55. Les sept défis identifiés donnent un aperçu des relations
entre le patrimoine culturel et la démocratie. Il est important
de noter que les trois termes clés – culture, démocratie et patrimoine
– sont dynamiques et fluctuants. Le patrimoine est souvent associé
à l’idée de «passé». En invoquant la notion de durabilité, nous pouvons
comprendre que le patrimoine de demain doit être créé aujourd’hui.
Il existe entre le passé, le présent et l’avenir un lien qui doit
être entretenu. Cet aspect a été souligné en lien à la fois avec
l’emploi culturel et avec la manière dont au départ nous apprenons
à comprendre la culture.
56. La culture et la manière dont nous l’évaluons sont susceptibles
de changer. Cela ne tient pas seulement aux nouvelles formes d’expression
culturelle ni aux nouveaux outils et techniques de communication.
Nous réévaluons le passé dans le contexte du présent. L’idée que
l’intégration sociale fait partie de la démocratie est essentielle.
Autrefois, la notion de «culture nationale» permettait d’asseoir
des États-nations et des empires, mais aujourd’hui nous l’interprétons
souvent comme une source et une preuve de la diversité au sein de
démocraties saines. Tout l’enjeu consiste à préserver cette diversité
dans le présent tout en comprenant véritablement le passé. Une fois
cet équilibre trouvé, les collectivités pourront prospérer. Une
authentique diversité inclut différents points de vue et perspectives
représentant un large éventail de cultures.
57. Le droit à la culture est une façon d’exprimer «l’appartenance»
à la culture. C’est pourquoi le patrimoine culturel ne concerne
pas seulement les objets conservés dans des musées, ni même les
compétences et les emplois. Dans une société de plus en plus cosmopolite,
le patrimoine est aussi bien personnel que communautaire. Plus qu’une
simple étiquette politique, le patrimoine a trait à l’identité.
Il contient l’expérience des racines de la famille et de la communauté,
et les diverses expériences des itinéraires menant d’un foyer précédent
à celui d’aujourd’hui. Ce flux et sa «portée» toujours plus vaste
à travers le monde recèlent un potentiel concernant à la fois le
logement, le travail et les loisirs.
58. Les exemples cités montrent pourquoi les autorités locales
doivent prendre en compte les exigences actuelles tout en respectant
celles des communautés du passé ou de régions lointaines. Les collectivités locales
ont progressé vers cet équilibre dans la conduite des affaires publiques.

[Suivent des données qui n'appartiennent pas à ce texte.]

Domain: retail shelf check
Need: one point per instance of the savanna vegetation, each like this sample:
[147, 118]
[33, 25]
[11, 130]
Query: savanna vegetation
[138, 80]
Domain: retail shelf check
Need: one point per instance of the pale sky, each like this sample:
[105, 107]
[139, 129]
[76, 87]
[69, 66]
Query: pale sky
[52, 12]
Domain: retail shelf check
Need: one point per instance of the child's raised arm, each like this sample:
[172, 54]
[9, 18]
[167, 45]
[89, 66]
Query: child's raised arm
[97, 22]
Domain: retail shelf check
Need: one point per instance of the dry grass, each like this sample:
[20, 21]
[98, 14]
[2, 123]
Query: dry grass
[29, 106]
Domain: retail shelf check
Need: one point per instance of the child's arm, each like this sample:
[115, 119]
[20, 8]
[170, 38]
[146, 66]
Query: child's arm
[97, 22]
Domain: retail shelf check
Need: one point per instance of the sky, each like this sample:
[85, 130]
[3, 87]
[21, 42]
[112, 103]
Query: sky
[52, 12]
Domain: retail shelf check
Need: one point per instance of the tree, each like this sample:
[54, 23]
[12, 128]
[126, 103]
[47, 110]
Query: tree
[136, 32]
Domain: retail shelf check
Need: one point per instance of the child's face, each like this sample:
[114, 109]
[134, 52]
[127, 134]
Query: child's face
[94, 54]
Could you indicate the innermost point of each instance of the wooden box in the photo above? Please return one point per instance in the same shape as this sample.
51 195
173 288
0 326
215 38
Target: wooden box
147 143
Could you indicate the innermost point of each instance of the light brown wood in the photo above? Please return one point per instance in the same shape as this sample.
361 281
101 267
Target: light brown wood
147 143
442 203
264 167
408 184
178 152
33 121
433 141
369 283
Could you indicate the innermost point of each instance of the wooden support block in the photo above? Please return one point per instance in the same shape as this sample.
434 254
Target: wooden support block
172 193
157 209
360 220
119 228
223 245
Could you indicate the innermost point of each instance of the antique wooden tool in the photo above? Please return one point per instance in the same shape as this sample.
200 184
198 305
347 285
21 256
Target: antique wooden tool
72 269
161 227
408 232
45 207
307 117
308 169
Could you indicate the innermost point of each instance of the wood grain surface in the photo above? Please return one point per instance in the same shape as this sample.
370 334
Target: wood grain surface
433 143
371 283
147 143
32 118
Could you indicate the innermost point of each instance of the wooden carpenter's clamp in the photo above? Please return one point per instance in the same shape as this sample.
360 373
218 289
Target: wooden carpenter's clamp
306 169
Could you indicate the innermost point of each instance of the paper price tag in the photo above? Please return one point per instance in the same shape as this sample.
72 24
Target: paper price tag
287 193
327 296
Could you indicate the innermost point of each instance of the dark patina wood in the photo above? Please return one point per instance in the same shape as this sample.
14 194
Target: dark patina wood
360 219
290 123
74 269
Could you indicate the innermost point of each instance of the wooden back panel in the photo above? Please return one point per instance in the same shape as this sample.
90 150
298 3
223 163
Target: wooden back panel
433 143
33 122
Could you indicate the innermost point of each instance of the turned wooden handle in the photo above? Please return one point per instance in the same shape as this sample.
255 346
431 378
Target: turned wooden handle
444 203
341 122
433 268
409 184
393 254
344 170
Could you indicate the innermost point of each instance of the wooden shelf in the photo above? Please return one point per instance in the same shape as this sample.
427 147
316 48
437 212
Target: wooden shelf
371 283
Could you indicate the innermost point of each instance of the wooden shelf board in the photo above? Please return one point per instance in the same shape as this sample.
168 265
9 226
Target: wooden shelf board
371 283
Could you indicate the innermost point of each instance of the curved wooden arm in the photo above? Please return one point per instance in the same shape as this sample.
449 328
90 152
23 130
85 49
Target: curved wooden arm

On a vu comment la culture affecte et mobilise les personnes, notamment
dans les périodes d’incertitude ou de déclin économique, et comment
elle peut aussi raviver l’espoir, l’identité et l’appartenance à
une communauté; elle insuffle ainsi aux personnes un nouveau respect
et une nouvelle ambition.
59. Nous avons ainsi la possibilité de faire d’un problème une
solution, mais il nous faut pour cela intégrer d’abord la culture
et le patrimoine dans la réflexion générale sur les changements
sociaux et économiques. En effet, la culture a souvent été perçue
jusqu’à présent comme un ingrédient plaisant, ajoutant du «plaisir»
ou de la «respectabilité» à des projets par ailleurs peu attrayants.
Au contraire, les exemples ci-dessus montrent à quel point la culture
devrait être au premier plan, afin que d’autres secteurs de l’économie
et de la société puissent être utilisés comme des moyens de promouvoir
une forme adéquate de patrimoine culturel, un patrimoine que nous
souhaiterions alors transmettre aux générations futures.